Another falsehood that proponents like Madi are peddling is that there are “Muslim majority states [that] have banned the veil (from the hijab to the burqa) in public places such as schools, universities, restaurants, parks or in offices as the case may be. These countries include Tunisia, Tajikistan, Chad, Turkey, Azerbaijan, Morocco, Gabon and Cameroon including some European and Asian countries.” First, most of these countries no not have Cannon law or Islamic law as part of their laws. In fact, only two of these countries have Sharia as part of their laws. Tunisia is a Civil law and Sharia lawjurisdiction, Tajikistan is a Civil law jurisdiction, Chad is a Civil law and customary law jurisdiction, Turkey is a Civil law jurisdiction, Azerbaijan is a Civil law jurisdiction, Morocco is a Civil law and Sharia jurisdiction, Gabon is a Civil law and customary law jurisdiction and Cameroon is a Civil law and Common law jurisdiction. 
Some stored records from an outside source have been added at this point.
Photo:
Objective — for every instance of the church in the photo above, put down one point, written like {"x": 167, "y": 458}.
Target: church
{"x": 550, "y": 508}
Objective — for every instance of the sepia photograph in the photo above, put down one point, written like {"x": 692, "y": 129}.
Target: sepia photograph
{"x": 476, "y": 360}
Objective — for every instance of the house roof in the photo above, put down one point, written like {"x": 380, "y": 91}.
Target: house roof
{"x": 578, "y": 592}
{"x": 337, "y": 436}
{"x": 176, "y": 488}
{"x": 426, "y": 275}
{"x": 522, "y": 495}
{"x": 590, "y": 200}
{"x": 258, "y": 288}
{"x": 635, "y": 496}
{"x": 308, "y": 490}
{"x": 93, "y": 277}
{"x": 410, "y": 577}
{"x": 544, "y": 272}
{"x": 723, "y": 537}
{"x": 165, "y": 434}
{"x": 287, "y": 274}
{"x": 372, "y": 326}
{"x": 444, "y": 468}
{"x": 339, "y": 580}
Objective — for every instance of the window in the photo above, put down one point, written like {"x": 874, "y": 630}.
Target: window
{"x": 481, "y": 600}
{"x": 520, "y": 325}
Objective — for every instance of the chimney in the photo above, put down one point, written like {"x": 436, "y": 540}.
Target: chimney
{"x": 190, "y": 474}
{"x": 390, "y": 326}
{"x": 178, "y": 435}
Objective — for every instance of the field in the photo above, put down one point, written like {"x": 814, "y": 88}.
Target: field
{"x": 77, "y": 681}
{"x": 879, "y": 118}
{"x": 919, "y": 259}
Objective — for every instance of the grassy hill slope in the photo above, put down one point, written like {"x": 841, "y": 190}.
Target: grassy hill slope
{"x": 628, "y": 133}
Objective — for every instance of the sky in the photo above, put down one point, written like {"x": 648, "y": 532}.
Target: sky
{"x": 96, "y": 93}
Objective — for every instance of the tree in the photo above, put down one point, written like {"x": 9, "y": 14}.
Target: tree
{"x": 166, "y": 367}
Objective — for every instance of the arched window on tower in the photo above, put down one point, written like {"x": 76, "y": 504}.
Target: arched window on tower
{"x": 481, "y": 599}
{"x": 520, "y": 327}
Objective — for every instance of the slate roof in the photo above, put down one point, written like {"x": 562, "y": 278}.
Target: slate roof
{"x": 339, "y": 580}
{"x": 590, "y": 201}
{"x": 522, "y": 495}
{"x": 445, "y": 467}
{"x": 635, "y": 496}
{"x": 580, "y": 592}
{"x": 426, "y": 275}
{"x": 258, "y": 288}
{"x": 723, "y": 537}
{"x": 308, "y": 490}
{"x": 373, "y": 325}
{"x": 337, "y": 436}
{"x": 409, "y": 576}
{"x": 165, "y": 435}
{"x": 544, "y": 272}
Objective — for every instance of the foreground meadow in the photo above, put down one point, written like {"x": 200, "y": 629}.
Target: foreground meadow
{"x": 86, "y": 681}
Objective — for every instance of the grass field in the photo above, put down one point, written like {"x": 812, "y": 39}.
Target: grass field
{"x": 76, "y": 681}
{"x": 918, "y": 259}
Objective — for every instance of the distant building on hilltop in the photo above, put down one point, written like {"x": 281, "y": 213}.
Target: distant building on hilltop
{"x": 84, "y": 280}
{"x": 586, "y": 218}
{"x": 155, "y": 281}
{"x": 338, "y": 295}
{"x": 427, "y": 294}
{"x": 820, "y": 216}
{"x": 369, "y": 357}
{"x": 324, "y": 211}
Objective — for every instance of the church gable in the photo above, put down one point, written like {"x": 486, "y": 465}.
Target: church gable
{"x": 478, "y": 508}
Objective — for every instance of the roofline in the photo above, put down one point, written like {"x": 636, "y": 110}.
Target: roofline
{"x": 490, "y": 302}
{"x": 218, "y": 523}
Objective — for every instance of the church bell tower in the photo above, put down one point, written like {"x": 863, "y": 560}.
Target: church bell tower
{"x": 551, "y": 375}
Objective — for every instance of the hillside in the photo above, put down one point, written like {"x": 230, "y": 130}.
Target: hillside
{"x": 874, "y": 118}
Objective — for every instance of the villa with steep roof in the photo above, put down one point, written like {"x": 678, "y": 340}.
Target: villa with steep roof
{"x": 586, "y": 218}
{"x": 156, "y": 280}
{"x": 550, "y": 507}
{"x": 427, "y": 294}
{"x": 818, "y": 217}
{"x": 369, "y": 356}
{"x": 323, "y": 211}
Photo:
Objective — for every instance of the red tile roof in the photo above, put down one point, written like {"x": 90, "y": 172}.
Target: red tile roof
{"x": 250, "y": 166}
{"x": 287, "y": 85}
Second, Morocco, a country that has Sharia as part of their laws— like The Gambia— never ban Hijab. In fact, the only Ban the country has ever promulgated was in 2017 when it banned the manufacturing, marketing and sale of the burqa (called Niqab in The Gambia). Tunisia another country that has Sharia as part of their laws banned Hijab in 1981, lifted the Ban in 2011. The only form of veil the country currently banned is Niqab. This ban is limited to public institutions. The other countries listed do not have Sharia as part of their legal system. Comparing them to The Gambia based on majority being Muslim with regard to the legal system is tantamount to comparing oranges and apples. Furthermore, in 1980, the hijab was banned in government offices, hospitals, universities, and schools in Turkey. The country has recently lifted the ban on Hijab. Turkey’s opposition party declared it “a serious blow to the secular republic.” A clear indication that the ban was employed in the name of secularism.

The United States does not have the word secular in its Constitution, but it is regarded as a secular state that respect free exercise of religion. Congress cannot prohibit free exercise of religion like France. Secularism in the United States is understood to be that Government is supposed to stay clear of favoring, endorsing, or engaging with religion and religious institutions. Similarly, The Gambia has never legitimately had the word secular in her constitution but the constitution proscribed against endorsing one religion as a state religion. Thus, the omission of the word secular in a constitution does not equal to endorsing one religion over another. But, the addition of the word Secular in a constitution have been and could be used as basis to proscribe a religious practice fundamental to a particular religion. 

The Gambia is a sovereign country with a unique culture. The constitution must reflect the will of the masses not the whim of the intellectuals. The omission of the word secular would have no consequence to free exercise of religion. The draft captured this when it stipulated “The Gambia is a sovereign Republic”.